Traditional lenders and others provide basically two types of loans: secured and unsecured. A secured loan is when you back up what you borrow with collateral. In other words, in order to obtain the loan, you agree to put your property or assets on the line - if you can’t pay, the lender takes possession of the collateral. With an unsecured loan, there is no collateral required, but this means there will be a higher interest rate - in some cases, much higher. This is to make up for the risk the lender takes in lending with no guarantee if you can’t pay.
The most common type of business loan is a term loan. This type of loans is the go-to when a business needs a large amount of money. The loans are called “term” because the borrower agrees to repay the loan in a designated amount of time, or term. Term loans can be long or short term. A short-term loan is usually repaid in one payment rather than in monthly amounts, and is for smaller amounts. A long-term loan is the opposite - it’s for a large amount and is repaid in monthly installments.
Another type of business loan is a line of credit, and are often used by business owners wishing to protect themselves from cash flow issues. The loan works like this: the loan is issued for a certain amount, and the business owner can draw from it as required. Then payments are made, with interest, on a monthly basis. Lines of credit are much better suited for short-term needs, since the interest can accrue rather quickly.

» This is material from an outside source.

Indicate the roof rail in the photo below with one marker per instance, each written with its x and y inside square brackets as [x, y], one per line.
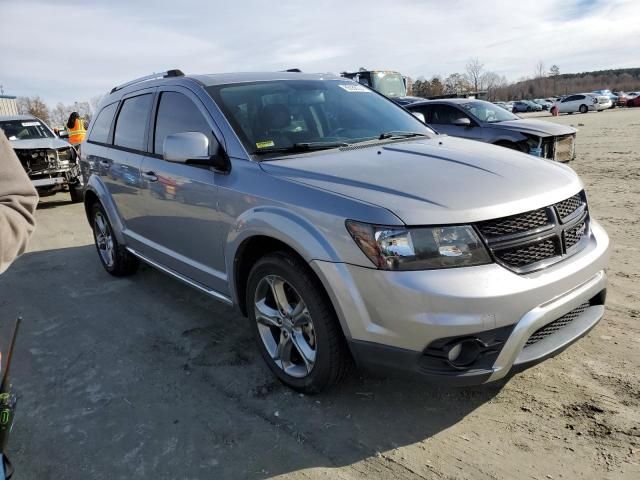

A business loan can also be in the form of an equipment loan, which is when a business owner puts up his business equipment as collateral. The loan must then be repaid according to terms, or the lender takes possession of the equipment. This type of loan is usually purposed for very large loans, sometimes in the millions, because for most businesses, equipment accounts for a large portion of the business’ assets.
The last type of business loan is a seasonal or capital loan, which are repaid at the end of the borrowing cycle, when inventory or accounts receivable are converted into cash. This is normally an unsecured loan, but can also be secured, and is a loan typically favored in the manufacturing, distribution, retail and service fields.